JW: Why do your films always seem to go beyond the bare facts?

KB: We live in a rational world in which one plus one equals two. But if we examine our hearts or our art, we find that we really want one plus one to equal three. The combination of two things — a man and a woman in love, brush strokes on a canvas, the emotion of a song — we want it to add up to something more. I’m always reaching for those moments in life and in film.

JW: There’s a lot of cynicism about world leaders and politicians past and present. Do they deserve it?

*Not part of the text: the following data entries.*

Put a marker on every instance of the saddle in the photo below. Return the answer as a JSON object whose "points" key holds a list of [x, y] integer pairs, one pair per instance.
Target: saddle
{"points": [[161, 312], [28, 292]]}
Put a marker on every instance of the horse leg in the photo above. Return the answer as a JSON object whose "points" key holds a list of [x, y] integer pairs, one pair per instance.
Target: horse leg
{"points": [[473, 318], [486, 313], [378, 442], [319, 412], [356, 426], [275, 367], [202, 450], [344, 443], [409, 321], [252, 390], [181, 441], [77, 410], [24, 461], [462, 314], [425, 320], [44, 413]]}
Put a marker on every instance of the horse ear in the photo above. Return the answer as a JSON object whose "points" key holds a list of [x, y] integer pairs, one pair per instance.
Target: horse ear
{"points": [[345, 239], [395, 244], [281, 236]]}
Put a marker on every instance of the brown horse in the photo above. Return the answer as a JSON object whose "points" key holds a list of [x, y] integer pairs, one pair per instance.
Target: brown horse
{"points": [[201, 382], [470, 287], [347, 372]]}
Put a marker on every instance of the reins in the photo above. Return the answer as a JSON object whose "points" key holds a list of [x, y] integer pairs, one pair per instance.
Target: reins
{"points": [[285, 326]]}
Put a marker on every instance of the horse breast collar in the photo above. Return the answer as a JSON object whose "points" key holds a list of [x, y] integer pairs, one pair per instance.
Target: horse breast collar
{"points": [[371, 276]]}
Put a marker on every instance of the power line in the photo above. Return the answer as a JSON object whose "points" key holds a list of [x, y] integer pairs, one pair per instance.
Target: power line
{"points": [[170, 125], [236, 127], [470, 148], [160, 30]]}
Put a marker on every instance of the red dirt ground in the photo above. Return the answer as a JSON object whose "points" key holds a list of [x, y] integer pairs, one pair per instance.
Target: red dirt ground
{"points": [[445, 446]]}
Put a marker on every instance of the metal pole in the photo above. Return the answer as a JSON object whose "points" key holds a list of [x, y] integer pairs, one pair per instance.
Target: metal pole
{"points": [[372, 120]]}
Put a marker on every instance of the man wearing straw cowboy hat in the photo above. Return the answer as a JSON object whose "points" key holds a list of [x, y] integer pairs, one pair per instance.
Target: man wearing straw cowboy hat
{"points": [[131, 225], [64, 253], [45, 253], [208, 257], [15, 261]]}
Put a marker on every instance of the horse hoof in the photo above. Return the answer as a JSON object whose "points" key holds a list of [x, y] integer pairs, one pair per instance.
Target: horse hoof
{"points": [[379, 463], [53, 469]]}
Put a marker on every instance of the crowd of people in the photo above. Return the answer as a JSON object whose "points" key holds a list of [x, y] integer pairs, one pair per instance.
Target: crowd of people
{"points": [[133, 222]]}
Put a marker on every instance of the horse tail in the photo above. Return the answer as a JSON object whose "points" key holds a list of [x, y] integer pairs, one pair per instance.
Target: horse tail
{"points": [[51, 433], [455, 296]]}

KB: We think that our heroes should be perfect, but if you go back to the Greeks you discover that heroes aren’t perfect. They have very obvious strengths and maybe not so obvious weaknesses, and it’s the negotiation between those two that defines heroism — whether it’s Abraham Lincoln or the Roosevelts or, for a more current example, Chris Christie. But studying the past arms you with a kind of optimism, because when people say, “It’s so bad right now with this economic meltdown that it’s like the Depression,” I can answer, “No, it’s not. During the Great Depression, in some cities, the animals in the zoo were shot and the meat distributed to the poor. Is that happening now?”

The world is chaotic and we’re trying to figure out some order. The painter puts a frame around it; the playwright puts a proscenium arch above it; a documentarian puts it on a screen. We invent stories, we tell them to each other. We achieve a kind of immortality with the stories that we tell and that’s the way we abolish the wolf at the door that’s gonna come knocking eventually.